Fri Feb 17 08:06:11 EST 2006

Farshid Lashkari wrote:
>> I really don't understand why it's so important: it's not a part of 
>> the language definition at all, and therefore whatever behavior you 
>> see is simply an artifact of the implementation you observe.
> 
> 
> I guess I should rephrase my question in the form of an example. Should 
> I assume that a new string object is created in each iteration of the 
> following loop?
> 
> for x in xrange(1000000):
>     func(x,'some string')
> 
> Or would it be better to do the following?
> 
> stringVal = 'some string'
> for x in xrange(1000000):
>     func(x,stringVal)
> 
> Or, like you stated, is it not important at all?

In this particular case, it's no big deal, since you use
a literal, which is something Python knows won't change.

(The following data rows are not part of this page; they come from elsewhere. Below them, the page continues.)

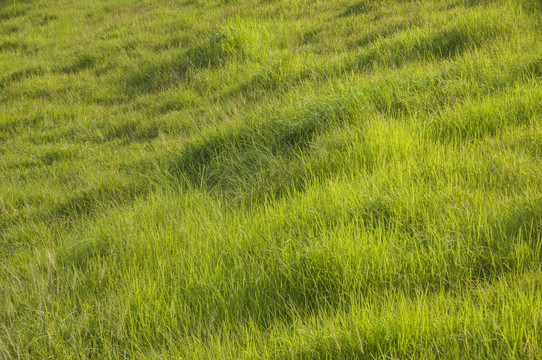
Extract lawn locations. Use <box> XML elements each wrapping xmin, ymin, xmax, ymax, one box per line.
<box><xmin>0</xmin><ymin>0</ymin><xmax>542</xmax><ymax>359</ymax></box>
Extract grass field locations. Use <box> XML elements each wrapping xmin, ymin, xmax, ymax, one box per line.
<box><xmin>0</xmin><ymin>0</ymin><xmax>542</xmax><ymax>359</ymax></box>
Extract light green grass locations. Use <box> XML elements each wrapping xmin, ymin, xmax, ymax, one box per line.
<box><xmin>0</xmin><ymin>0</ymin><xmax>542</xmax><ymax>359</ymax></box>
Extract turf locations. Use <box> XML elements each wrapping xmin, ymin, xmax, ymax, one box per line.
<box><xmin>0</xmin><ymin>0</ymin><xmax>542</xmax><ymax>359</ymax></box>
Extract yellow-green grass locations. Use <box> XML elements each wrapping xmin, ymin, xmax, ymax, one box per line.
<box><xmin>0</xmin><ymin>0</ymin><xmax>542</xmax><ymax>359</ymax></box>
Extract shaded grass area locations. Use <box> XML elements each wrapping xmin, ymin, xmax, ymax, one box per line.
<box><xmin>0</xmin><ymin>0</ymin><xmax>542</xmax><ymax>359</ymax></box>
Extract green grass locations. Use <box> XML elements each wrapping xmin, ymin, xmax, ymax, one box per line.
<box><xmin>0</xmin><ymin>0</ymin><xmax>542</xmax><ymax>359</ymax></box>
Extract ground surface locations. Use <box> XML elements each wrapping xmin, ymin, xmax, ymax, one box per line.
<box><xmin>0</xmin><ymin>0</ymin><xmax>542</xmax><ymax>359</ymax></box>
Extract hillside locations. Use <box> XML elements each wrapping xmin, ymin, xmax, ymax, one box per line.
<box><xmin>0</xmin><ymin>0</ymin><xmax>542</xmax><ymax>359</ymax></box>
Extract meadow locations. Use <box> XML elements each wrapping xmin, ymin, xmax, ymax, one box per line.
<box><xmin>0</xmin><ymin>0</ymin><xmax>542</xmax><ymax>359</ymax></box>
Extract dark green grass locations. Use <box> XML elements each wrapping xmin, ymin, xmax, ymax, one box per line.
<box><xmin>0</xmin><ymin>0</ymin><xmax>542</xmax><ymax>359</ymax></box>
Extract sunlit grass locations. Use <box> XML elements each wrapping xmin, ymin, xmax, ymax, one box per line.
<box><xmin>0</xmin><ymin>0</ymin><xmax>542</xmax><ymax>359</ymax></box>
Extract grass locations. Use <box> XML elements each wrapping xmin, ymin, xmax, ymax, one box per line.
<box><xmin>0</xmin><ymin>0</ymin><xmax>542</xmax><ymax>359</ymax></box>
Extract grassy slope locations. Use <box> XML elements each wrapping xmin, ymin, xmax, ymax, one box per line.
<box><xmin>0</xmin><ymin>0</ymin><xmax>542</xmax><ymax>359</ymax></box>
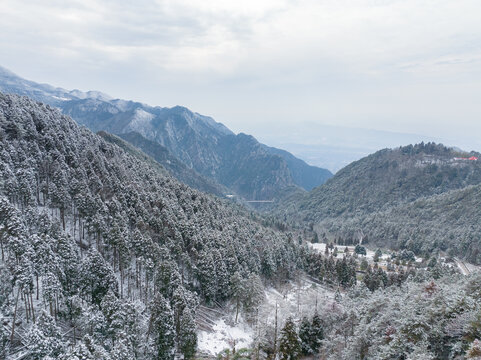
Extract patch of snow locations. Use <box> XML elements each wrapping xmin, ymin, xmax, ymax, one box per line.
<box><xmin>197</xmin><ymin>319</ymin><xmax>254</xmax><ymax>355</ymax></box>
<box><xmin>126</xmin><ymin>109</ymin><xmax>155</xmax><ymax>132</ymax></box>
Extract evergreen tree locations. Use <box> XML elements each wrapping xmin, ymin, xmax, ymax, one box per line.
<box><xmin>279</xmin><ymin>317</ymin><xmax>302</xmax><ymax>360</ymax></box>
<box><xmin>149</xmin><ymin>294</ymin><xmax>175</xmax><ymax>360</ymax></box>
<box><xmin>299</xmin><ymin>316</ymin><xmax>314</xmax><ymax>355</ymax></box>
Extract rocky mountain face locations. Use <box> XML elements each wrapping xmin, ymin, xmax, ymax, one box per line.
<box><xmin>0</xmin><ymin>66</ymin><xmax>332</xmax><ymax>200</ymax></box>
<box><xmin>0</xmin><ymin>93</ymin><xmax>308</xmax><ymax>359</ymax></box>
<box><xmin>282</xmin><ymin>143</ymin><xmax>481</xmax><ymax>263</ymax></box>
<box><xmin>97</xmin><ymin>131</ymin><xmax>230</xmax><ymax>197</ymax></box>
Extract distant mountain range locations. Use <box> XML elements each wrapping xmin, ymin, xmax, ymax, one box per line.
<box><xmin>0</xmin><ymin>68</ymin><xmax>332</xmax><ymax>200</ymax></box>
<box><xmin>279</xmin><ymin>143</ymin><xmax>481</xmax><ymax>263</ymax></box>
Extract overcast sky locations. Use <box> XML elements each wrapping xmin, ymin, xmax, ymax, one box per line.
<box><xmin>0</xmin><ymin>0</ymin><xmax>481</xmax><ymax>150</ymax></box>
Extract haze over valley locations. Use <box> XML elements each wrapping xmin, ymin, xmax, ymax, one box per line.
<box><xmin>0</xmin><ymin>0</ymin><xmax>481</xmax><ymax>360</ymax></box>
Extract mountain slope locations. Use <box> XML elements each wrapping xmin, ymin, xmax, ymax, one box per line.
<box><xmin>295</xmin><ymin>143</ymin><xmax>481</xmax><ymax>221</ymax></box>
<box><xmin>288</xmin><ymin>143</ymin><xmax>481</xmax><ymax>264</ymax></box>
<box><xmin>0</xmin><ymin>93</ymin><xmax>305</xmax><ymax>359</ymax></box>
<box><xmin>98</xmin><ymin>131</ymin><xmax>229</xmax><ymax>197</ymax></box>
<box><xmin>0</xmin><ymin>64</ymin><xmax>331</xmax><ymax>200</ymax></box>
<box><xmin>263</xmin><ymin>145</ymin><xmax>333</xmax><ymax>191</ymax></box>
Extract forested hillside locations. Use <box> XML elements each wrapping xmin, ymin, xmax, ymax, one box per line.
<box><xmin>0</xmin><ymin>67</ymin><xmax>332</xmax><ymax>200</ymax></box>
<box><xmin>98</xmin><ymin>131</ymin><xmax>230</xmax><ymax>197</ymax></box>
<box><xmin>296</xmin><ymin>143</ymin><xmax>481</xmax><ymax>221</ymax></box>
<box><xmin>279</xmin><ymin>143</ymin><xmax>481</xmax><ymax>264</ymax></box>
<box><xmin>0</xmin><ymin>94</ymin><xmax>307</xmax><ymax>359</ymax></box>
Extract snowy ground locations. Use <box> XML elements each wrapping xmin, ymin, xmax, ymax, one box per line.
<box><xmin>308</xmin><ymin>243</ymin><xmax>391</xmax><ymax>260</ymax></box>
<box><xmin>198</xmin><ymin>278</ymin><xmax>334</xmax><ymax>356</ymax></box>
<box><xmin>197</xmin><ymin>318</ymin><xmax>254</xmax><ymax>355</ymax></box>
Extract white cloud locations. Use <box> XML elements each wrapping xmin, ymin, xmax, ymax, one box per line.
<box><xmin>0</xmin><ymin>0</ymin><xmax>481</xmax><ymax>146</ymax></box>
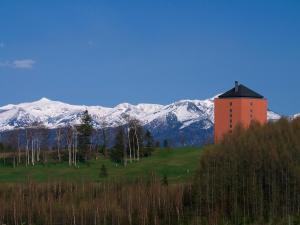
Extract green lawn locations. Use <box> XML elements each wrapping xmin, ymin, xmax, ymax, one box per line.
<box><xmin>0</xmin><ymin>148</ymin><xmax>202</xmax><ymax>183</ymax></box>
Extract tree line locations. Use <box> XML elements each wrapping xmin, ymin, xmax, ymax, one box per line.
<box><xmin>193</xmin><ymin>119</ymin><xmax>300</xmax><ymax>224</ymax></box>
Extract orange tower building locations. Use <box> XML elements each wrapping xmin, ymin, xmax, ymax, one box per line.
<box><xmin>214</xmin><ymin>81</ymin><xmax>268</xmax><ymax>142</ymax></box>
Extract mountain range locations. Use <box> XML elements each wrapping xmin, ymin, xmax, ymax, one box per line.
<box><xmin>0</xmin><ymin>96</ymin><xmax>290</xmax><ymax>146</ymax></box>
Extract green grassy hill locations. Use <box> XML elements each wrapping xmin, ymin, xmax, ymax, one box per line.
<box><xmin>0</xmin><ymin>148</ymin><xmax>202</xmax><ymax>183</ymax></box>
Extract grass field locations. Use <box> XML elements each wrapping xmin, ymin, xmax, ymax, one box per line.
<box><xmin>0</xmin><ymin>148</ymin><xmax>202</xmax><ymax>183</ymax></box>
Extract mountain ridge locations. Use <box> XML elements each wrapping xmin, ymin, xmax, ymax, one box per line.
<box><xmin>0</xmin><ymin>95</ymin><xmax>290</xmax><ymax>145</ymax></box>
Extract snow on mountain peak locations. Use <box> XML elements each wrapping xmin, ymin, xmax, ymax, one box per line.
<box><xmin>0</xmin><ymin>95</ymin><xmax>286</xmax><ymax>131</ymax></box>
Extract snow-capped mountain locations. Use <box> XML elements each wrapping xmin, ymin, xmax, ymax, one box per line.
<box><xmin>0</xmin><ymin>97</ymin><xmax>286</xmax><ymax>145</ymax></box>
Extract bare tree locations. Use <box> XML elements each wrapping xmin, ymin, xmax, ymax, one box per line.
<box><xmin>55</xmin><ymin>126</ymin><xmax>62</xmax><ymax>162</ymax></box>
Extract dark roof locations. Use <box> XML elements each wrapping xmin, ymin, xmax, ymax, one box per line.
<box><xmin>219</xmin><ymin>83</ymin><xmax>264</xmax><ymax>98</ymax></box>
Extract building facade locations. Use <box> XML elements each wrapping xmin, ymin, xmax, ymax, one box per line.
<box><xmin>214</xmin><ymin>81</ymin><xmax>268</xmax><ymax>143</ymax></box>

In general, it's semantically very different to create an
object at one point and then use a reference to that over
and over in a loop, or to create a new object over and
over again in a loop. E.g.

for x in xrange(1000000):
     func(x, str(5))

v.s.

stringVal = str(5)
for x in xrange(1000000):
     func(x,stringVal)

This isn't just a matter of extra function call overhead. In
the latter case, you are telling Python that all calls to
"func(x,stringVal)" use the same objects as arguments (assuming
that there aren't any assignments to x and stringVal somewhere
else in the loop). In the former case, no such guarantee can
be made from studying the loop.

As for interning strings, it's my understanding that current
CPython interns strings that look like identifiers, i.e.
starts with an ASCII letter or an underscore and is followed
by zero or more ASCII letter, underscore or digit. On the other
hand, it seems id(str(5)) is persistent as well, so the current
implementation seems slightly simplified compared to the
perceived need. Anyway, this is just an implementation choice
made to improve performance, nothing to rely on.